Why is everyone okay with a simple statement of faith to become a Christian, but to become a member of a certain congregation you have to sign a specific (and often very narrow) statement of belief and agree to other commitments? We don’t scrutinize anyone when we go out to “evangelize” and we wear a badge of honor when someone “gives their life to Christ” even though we know nothing about them. But when they want to be members of our church, we ask questions like they are asking to marry our daughter. And more importantly, I thought part of the good news of the gospel was that people didn’t need to clean up to belong?

In my former days, I thought my job was to keep the faith “pure” and make sure we didn’t let “in” those who would just give Jesus a bad name by their behavior. But I think this is exactly what Jesus was so vehemently against. The message of Jesus seems to be “All are welcome in the family. When you follow me, you are the promoter, not the bodyguard.”

Woe to us if we continue to make barriers for people to experience the life-giving relationship found with Jesus and the rest of his family.


3 responses to “Are We the Adoption Agency in God’s Family?

  1. Jared, you are not missing a thing! You are “right on the money!” your point is so truthful, and I couldn’t agree with it more. I loved your point about the Pharasees. As Christians, we have got to get away from this holier than thou attitude. I dont know where we get off giving rating levels to sin. The bible doesnt rate the ten commandments in any order of what is worse…..but in the church we forget that we all sin as long as we are breathing! “all have sinned and fallen short of the glory of God”. …so churches should not and cannot deny membership to someone who has professed their faith publicly! If they do, then that is like saying the person who is wanting membership’s sin is worse than their own. I have been there…..yes….denied membership because leaders in the church knew the status of my marriage….by a church we both know. At the same time, they were having a membership drive and gave membership to a couple hundred people that they knew nothing about. that is sad, because at a time when I needed the church the most, I was rejected. Most of the time we forget that the church is a hospital, not a country club……food for thought…. This woman you are talking about needs acceptance for being a child of God….then she needs love and direction… we all need. Issues of leadership in the church can fall to the agreed upon policy of the church, but membership is a totally different issue. Did Jesus reject the Samaritan woman at the well ? Jesus hung out with sinners, taxpayers, lepers, hookers….all of the societies rejects….. Did Jesus pick the Pharasees for disciples…or lowly foul mouthed fisherman, tax collectors, and shepherds….???

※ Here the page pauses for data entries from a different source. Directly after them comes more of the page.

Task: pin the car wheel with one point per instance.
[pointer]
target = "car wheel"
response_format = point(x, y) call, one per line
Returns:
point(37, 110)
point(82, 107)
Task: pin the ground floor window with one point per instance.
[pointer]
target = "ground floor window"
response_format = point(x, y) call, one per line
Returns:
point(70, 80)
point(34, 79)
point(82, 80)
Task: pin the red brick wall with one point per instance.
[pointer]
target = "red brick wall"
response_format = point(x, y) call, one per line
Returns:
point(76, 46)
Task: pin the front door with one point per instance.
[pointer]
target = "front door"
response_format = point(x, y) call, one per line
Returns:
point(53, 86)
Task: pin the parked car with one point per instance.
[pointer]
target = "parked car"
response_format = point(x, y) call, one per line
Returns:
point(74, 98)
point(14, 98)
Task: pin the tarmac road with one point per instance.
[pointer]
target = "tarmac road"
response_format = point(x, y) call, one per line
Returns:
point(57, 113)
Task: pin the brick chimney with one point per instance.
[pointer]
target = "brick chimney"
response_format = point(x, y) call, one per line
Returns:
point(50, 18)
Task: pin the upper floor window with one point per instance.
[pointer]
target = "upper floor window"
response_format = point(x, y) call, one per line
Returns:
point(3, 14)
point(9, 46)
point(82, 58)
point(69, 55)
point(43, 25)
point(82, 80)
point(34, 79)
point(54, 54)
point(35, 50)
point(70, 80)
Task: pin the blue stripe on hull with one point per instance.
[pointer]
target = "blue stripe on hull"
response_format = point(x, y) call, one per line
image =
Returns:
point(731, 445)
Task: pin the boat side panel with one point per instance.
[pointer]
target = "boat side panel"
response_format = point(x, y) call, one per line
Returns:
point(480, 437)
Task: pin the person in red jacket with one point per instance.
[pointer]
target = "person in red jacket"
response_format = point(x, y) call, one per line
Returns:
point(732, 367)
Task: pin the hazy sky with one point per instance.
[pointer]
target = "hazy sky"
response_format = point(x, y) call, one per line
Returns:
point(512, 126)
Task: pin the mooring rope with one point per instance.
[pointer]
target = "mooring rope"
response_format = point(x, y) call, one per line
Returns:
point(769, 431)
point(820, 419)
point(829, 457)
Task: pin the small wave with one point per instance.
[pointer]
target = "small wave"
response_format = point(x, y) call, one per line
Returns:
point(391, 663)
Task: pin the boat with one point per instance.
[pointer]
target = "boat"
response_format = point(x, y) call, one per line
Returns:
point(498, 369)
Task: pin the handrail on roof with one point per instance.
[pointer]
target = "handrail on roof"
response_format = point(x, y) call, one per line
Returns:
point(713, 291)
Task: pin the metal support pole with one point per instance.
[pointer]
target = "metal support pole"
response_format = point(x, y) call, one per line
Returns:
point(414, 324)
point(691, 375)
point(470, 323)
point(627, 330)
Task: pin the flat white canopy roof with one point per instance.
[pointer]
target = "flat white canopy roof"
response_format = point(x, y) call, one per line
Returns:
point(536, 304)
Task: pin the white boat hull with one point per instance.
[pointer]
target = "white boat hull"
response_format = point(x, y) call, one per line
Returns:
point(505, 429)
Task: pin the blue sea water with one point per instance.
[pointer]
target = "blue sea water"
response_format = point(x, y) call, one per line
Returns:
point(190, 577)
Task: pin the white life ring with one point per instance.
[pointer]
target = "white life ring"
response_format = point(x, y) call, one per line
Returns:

  2. I’m also wondering why churches have memberships anyway. Do you get a special seat in church or some sort or tax break for being a member??? Before I left the church that you also recently left I was helping out from time to time with the kids as there were no volunteers. As a “regular attender” I found time to assist with the kids. Where were all the members? If we are holding members to some higher standard then why weren’t the members being called out to help? The fact is that membership is not necessary to worship or lend a hand where needed.

    • I think you have made a very good common-sense point. For most non-denominational churches membership has become meaningless anyway. There is no “profit” for the person becoming a member and neither is there any true “accountability.” There is no real incentive for becoming a member since everyone is asked to help out and everyone is given the same opportunities. It seems as though the emperor has no clothes on, yet again.